Avec la Loi de Finances 2017, le gouvernement a tenté d’inverser cette tendance en instaurant une « contribution conjoncturelle exceptionnelle » de 7,5%. Cette taxe touchera à la fois les sociétés et les personnes physiques. Elle devrait rapporter à l’Etat près de 960 millions DT. Une mesure qui pourrait  ramener la contribution des sociétés à 30 % au lieu des 22,6% actuels.

Mais d’un autre côté, les mesures de « promotion de l’investissement » prévues dans cette nouvelle loi des finances vont forcément réduire ce flux de trésorerie, car les entreprises vont bénéficier de diverses mesures d’encouragement. Pour Abdeljalil Bedoui, « le secteur privé va reprendre de la main droite ce qu’il aura donné de la main gauche, à travers les différentes mesures fiscales adoptées dans le cadre du projet de Loi de Finances 2017, au nom de la promotion de l’investissement ». Parmi ces mesures, l’économiste pointe :

  • Une baisse de 10% sur les taxes des Sociétés Exportatrices
  • Une suppression de 50% de la partie imposable sur les salaires des diplômés de l’enseignement supérieur.
  • Une exonération des taxes sur la Formation Professionnelle
  • Une baisse de la taxation de 25% à 15% pour les sociétés cotées en bourse, pendant 5 ans
  • D’autres incitations concernant les contributions sociales, etc…

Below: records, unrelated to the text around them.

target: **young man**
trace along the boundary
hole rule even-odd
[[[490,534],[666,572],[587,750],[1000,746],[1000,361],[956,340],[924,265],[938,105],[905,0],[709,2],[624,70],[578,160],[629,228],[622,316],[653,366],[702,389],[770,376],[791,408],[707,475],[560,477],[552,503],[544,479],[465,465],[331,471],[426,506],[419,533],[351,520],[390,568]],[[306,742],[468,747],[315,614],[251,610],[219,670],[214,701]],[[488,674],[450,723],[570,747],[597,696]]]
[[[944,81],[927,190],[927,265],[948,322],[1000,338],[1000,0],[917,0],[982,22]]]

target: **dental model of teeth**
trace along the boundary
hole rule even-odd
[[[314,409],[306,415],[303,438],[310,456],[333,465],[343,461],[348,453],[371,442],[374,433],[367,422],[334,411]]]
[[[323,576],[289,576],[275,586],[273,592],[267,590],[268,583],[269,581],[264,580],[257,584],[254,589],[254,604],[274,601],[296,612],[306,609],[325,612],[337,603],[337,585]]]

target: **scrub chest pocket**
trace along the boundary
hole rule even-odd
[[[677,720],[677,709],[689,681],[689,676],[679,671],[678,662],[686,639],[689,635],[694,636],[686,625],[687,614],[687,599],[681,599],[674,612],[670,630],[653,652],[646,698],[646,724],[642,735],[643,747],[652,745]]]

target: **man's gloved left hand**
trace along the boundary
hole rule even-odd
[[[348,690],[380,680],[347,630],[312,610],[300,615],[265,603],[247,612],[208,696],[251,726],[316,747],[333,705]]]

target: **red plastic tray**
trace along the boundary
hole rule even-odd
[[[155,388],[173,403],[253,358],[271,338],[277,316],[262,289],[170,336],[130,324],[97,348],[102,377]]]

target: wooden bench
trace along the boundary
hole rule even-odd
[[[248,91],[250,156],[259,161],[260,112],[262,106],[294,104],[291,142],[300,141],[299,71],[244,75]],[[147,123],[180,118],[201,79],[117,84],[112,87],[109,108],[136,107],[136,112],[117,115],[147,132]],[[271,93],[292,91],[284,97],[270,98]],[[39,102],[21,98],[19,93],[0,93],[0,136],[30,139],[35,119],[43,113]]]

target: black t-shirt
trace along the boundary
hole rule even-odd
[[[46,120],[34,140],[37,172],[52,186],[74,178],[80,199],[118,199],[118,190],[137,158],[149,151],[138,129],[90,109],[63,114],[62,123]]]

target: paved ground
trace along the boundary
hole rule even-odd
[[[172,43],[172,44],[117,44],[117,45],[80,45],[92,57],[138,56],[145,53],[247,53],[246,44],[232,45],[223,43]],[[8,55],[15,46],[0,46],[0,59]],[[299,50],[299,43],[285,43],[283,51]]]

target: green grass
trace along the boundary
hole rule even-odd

Dans un contexte économique handicapé par «  l’évasion fiscale, l’inefficacité des moyens de contrôle et la collusion entre l’argent et la politique », les revenus escomptés de ces mesures  « ne sont ni réguliers ni garantis » conclut Abdeljalil Bedoui.

Ce sont toujours les mêmes qui subissent la pression fiscale

Comme le démontre le graphique, ce sont les classes populaire et moyenne qui subissent le poids de la pression fiscale, quel que soit la croissance économique réalisée par notre pays. En effet, la contribution de l’Impôt sur le Revenu n’a cessé de progresser, passant de 49% en 2014,  à 64% en 2015, jusqu’à culminer à plus 77% en 2016. Il est à noter qu’en 2015, la régression de l’activité économique a causé une baisse des Impôts Directs, mais l’impôt sur le revenu a malgré tout augmenté de 839 millions DT (plus 20,3% par rapport à 2014).

La nécessité d’alléger la charge fiscale sur les faibles revenus paraissait comme une évidence pour le gouvernement, car celles-ci ont largement rempli leurs obligations. La nouvelle loi de finances a prévu à cet effet de réviser le barème fiscal, pour instaurer d’avantage d’équité. Certes, le bonus fiscal qui sera distribué aux salariés qui touchent moins de 1.400 DT (mensuels en net) et le malus qui sera retranché à ceux touchent plus de 1.400 DT (concerne principalement les hauts cadres) vont dans le sens de plus de justice entre salariés, mais in fine, on aboutit inexorablement au même résultat : globalement, ce sont les salariés qui trinquent par rapport aux professions libérales ! Bien que les impôts perçus de la part des professions libérales a plus que doublé entre 2014 et 2016 (passant de 816 millions DT à 1.920 millions DT), leur contribution dans les impôts directs reste de toute évidence beaucoup moins importante que celle des salariés.

D’ailleurs, les pressions exercées sur le gouvernement (grèves, manifestations, interventions virulentes dans les medias, etc…) par les avocats, les médecins, les pharmaciens, et les dentistes ont finalement réussi à faire abroger bon nombre de mesures prévues dans la nouvelle loi de finances (le timbre fiscal, l’inscription de l’identifiant fiscal, la TVA de 6% sur les médicaments importés, etc…). Ces évènements ont illustré la victoire cinglante du corporatisme, et de la défaite inéluctable de la justice fiscale !

En ces temps de crise économique, la notion de « sacrifice » a beaucoup influencé le débat sur les priorités de la nouvelle loi de finances, mais le texte voté par les députés manque cruellement d’équilibre sur cette notion. Ce sont les classes populaire et moyenne qui vont encore en subir le poids, d’autant plus que leur pouvoir d’achat va parallèlement être affecté par les nouvelles mesures sur les impôts indirects (TVA, taxe sur la consommation, etc…).